A adesão ao Pert implica, entre outras obrigações, o pagamento regular das obrigações correntes vencidas após 30-4-2017 e da contribuição destinada ao FGTS (Fundo de Garantia do Tempo de Serviço), e a vedação da inclusão dos débitos que compõem o Pert em qualquer outra forma de parcelamento posterior, exceto o reparcelamento ordinário.

1. DÉBITOS ABRANGIDOS PELO PERT

Poderão ser liquidados na forma do Pert os seguintes débitos, a serem indicados pelo sujeito passivo:

a) vencidos até 30-4-2017, constituídos ou não, provenientes de parcelamentos anteriores rescindidos ou ativos ou em discussão administrativa ou judicial, devidos por pessoa física ou pessoa jurídica de direito público ou privado, inclusive a que se encontrar em recuperação judicial;

b) provenientes de lançamentos de ofício efetuados após 31-5-2017, desde que a adesão seja requerida até 31-8-2017 e o tributo lançado tenha vencimento legal até 30-4-2017; e

c) relativos à CPMF, não se aplicando a proibição de parcelamento prevista no artigo 15 da Lei 9.311/96.

1.1. DÉBITOS NÃO ABRANGIDOS

O Pert não abrange os débitos:

a) apurados na forma do Simples Nacional e do Simples Doméstico;

b) provenientes de tributos passíveis de retenção na fonte, de desconto de terceiros ou de sub-rogação;

c) devidos por pessoa jurídica com falência decretada ou por pessoa física com insolvência civil decretada;

d) devidos pela incorporadora optante do RET (Regime Especial Tributário do Patrimônio de Afetação) instituído pela Lei 10.931/2004; e

e) constituídos mediante lançamento de ofício efetuado em decorrência da constatação da prática de crime de sonegação, fraude ou conluio.
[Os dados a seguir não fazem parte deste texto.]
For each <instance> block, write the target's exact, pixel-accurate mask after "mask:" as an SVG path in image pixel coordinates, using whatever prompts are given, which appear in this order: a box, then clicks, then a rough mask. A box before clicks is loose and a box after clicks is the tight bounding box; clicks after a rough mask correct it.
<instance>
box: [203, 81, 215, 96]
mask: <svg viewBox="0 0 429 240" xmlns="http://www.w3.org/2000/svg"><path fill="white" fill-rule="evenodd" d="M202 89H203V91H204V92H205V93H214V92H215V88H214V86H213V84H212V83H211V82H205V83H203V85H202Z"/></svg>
2. MODALIDADES DE QUITAÇÃO DOS DÉBITOS

O sujeito passivo poderá optar por uma das seguintes modalidades de quitação dos débitos:

a) pagamento à vista e em espécie de, no mínimo, 20% do valor da dívida consolidada, sem redução, em 5 parcelas, vencíveis de agosto a dezembro/2017, e liquidação do restante com utilização de créditos de prejuízo fiscal e base de cálculo negativa da CSLL ou com outros créditos próprios relativos aos tributos administrados pela RFB. O saldo remanescente após a amortização com créditos, se existente, poderá ser parcelado em até 60 prestações adicionais, vencíveis a partir do mês seguinte ao do pagamento à vista, no valor mínimo correspondente a 1/60 do referido saldo;

b) pagamento da dívida consolidada em até 120 prestações mensais e sucessivas, calculadas mediante aplicação dos seguintes percentuais mínimos sobre o valor da dívida consolidada:

– da 1ª à 12ª prestação: 0,4%;

– da 13ª à 24ª prestação: 0,5%;

– da 25ª à 36ª prestação: 0,6%; e

– da 37ª prestação em diante: percentual correspondente ao saldo remanescente, em até 84 prestações mensais e sucessivas; ou

c) pagamento à vista e em espécie de, no mínimo, 20% do valor da dívida consolidada, sem redução, em 5 parcelas mensais e sucessivas, vencíveis de agosto a dezembro/2017, e o restante:

– liquidado integralmente em janeiro/2018, em parcela única, com redução de 90% dos juros de mora e de 50% das multas de mora, de ofício ou isoladas;

– parcelado em até 145 parcelas mensais e sucessivas, vencíveis a partir de janeiro/2018, com redução de 80% dos juros de mora e de 40% das multas de mora, de ofício ou isoladas; ou

– parcelado em até 175 parcelas mensais e sucessivas, vencíveis a partir de janeiro/2018, com redução de 50% dos juros de mora e de 25% das multas de mora, de ofício ou isoladas, sendo cada parcela calculada com base no valor correspondente a 1%da receita bruta da pessoa jurídica, referente ao mês imediatamente anterior ao do pagamento, não podendo ser inferior a 1/175 do total da dívida consolidada.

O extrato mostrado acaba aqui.